« Je vais commencer par expliquer ce que les organisations intersexes veulent dire quand elles disent « spectre du sexe« , « diversité du sexe biologique« , ou « idée binaire du sexe« . Ces termes ont été brouillés et cooptés pour correspondre aux campagnes d’autres groupes sans intérêt pour ce qu’ils voulaient dire à l’origine. Quand nous disons que le sexe est divers et ne rentre pas une binarité, cela veut dire qu’il y a plus d’un phénotype pour le sexe mâle et plus d’un phénotype pour le sexe femelle. »
–Interinfo
Face à l’idée que le sexe est une binarité, de nombreux activistes trans ont protesté à l’aide d’un modèle qui était censé expliquer les différences que l’on peut trouver dans la population, notamment les variations intersexes : le modèle du sexe en tant que spectre. Cette invention permettait d’expliquer pourquoi une femme trans est une femme, pourquoi un homme trans est un homme, pourquoi les non-binaires sont ni l’un ni l’autre, et pourquoi les genderfluides peuvent naviguer entre les deux.
En réponse à ce modèle, certaines personnes protestèrent en disant que ça ne faisait aucun sens. Ce qui est logique. Une troisième version est donc arrivée, voulant faire un consensus entre binaire et spectre : le modèle bimodal du sexe. Tout comme un spectre, le modèle bimodal ne s’applique pas au sexe des humains. Il est cependant de plus en plus accepté de par son côté moins « extrême » que les deux autres, et ceci même au sein du milieu académique.

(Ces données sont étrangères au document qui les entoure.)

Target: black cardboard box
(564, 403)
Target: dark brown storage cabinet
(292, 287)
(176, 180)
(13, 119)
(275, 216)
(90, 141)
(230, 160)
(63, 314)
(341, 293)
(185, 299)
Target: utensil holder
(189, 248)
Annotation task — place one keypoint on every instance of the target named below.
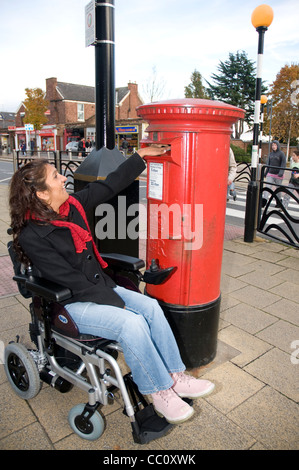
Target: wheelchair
(64, 358)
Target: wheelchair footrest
(149, 425)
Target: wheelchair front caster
(90, 428)
(21, 371)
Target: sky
(46, 38)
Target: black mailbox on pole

Comme nous l’avons déjà expliqué, le sexe en tant que spectre est un mythe total. Mais ici nous allons entrer en profondeur dans le pourquoi.
Qu’est-ce qu’un spectre ?
C’est une question importante, mais que personne ne semble poser. Un spectre est un ensemble d’éléments qui s’alignent parfaitement les uns à côté des autres, formant une continuité. Par exemple, la lumière est un spectre. Pour qu’un élément soit un spectre, il faut donc que les unités sur l’axe des x se suivent, sans trous et dans l’ordre.
Pour placer le sexe sur un spectre, il faut commencer par trouver une unité. Comment calculer le sexe d’une personne ? Nous utilisons les paramètres génétiques pour le faire, mais ces paramètres nous indiquent que le sexe est binaire, donc les académiques transgenres derrière ce modèle se sont basés sur le phénotype : les caractéristiques corporelles d’une personnes.

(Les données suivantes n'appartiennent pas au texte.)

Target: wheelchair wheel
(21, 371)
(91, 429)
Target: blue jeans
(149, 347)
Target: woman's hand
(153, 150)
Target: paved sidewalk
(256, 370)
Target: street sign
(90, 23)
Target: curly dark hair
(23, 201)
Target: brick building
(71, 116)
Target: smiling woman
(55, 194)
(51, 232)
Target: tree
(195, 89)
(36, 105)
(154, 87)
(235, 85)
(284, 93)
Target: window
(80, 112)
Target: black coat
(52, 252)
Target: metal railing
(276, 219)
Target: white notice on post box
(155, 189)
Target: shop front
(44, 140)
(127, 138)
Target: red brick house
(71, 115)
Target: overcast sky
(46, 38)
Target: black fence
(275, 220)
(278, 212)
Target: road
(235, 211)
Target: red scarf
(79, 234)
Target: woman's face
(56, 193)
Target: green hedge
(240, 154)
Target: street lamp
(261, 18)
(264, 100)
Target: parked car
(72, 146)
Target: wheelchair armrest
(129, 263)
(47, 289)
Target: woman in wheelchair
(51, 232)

Ce graphique, réalisé pour Scientific American en 2017, est censé prouver que le sexe, loin d’être binaire, est en fait quelque chose de compliqué dans lequel il y a des entre-deux : les intersexes. On peut voir que les mâles typiques sont à droite, et les femelles typiques à gauche. Alors pourquoi ça ne fonctionne pas ?
Ce graphique est une superbe représentation des différents troubles du développement sexuel, mais comme vous pouvez le voir avec l’affluence des flèches, ceci n’est pas un spectre. Ce visuel n’est pas linéaire, il ne propose pas de données qui se suivent sur son axe. Vous remarquerez d’ailleurs que le centre du graphique est vide, puisqu’il n’y a rien à mettre là. Aucun être humain ne se trouve à l’intersection de mâle et de femelle.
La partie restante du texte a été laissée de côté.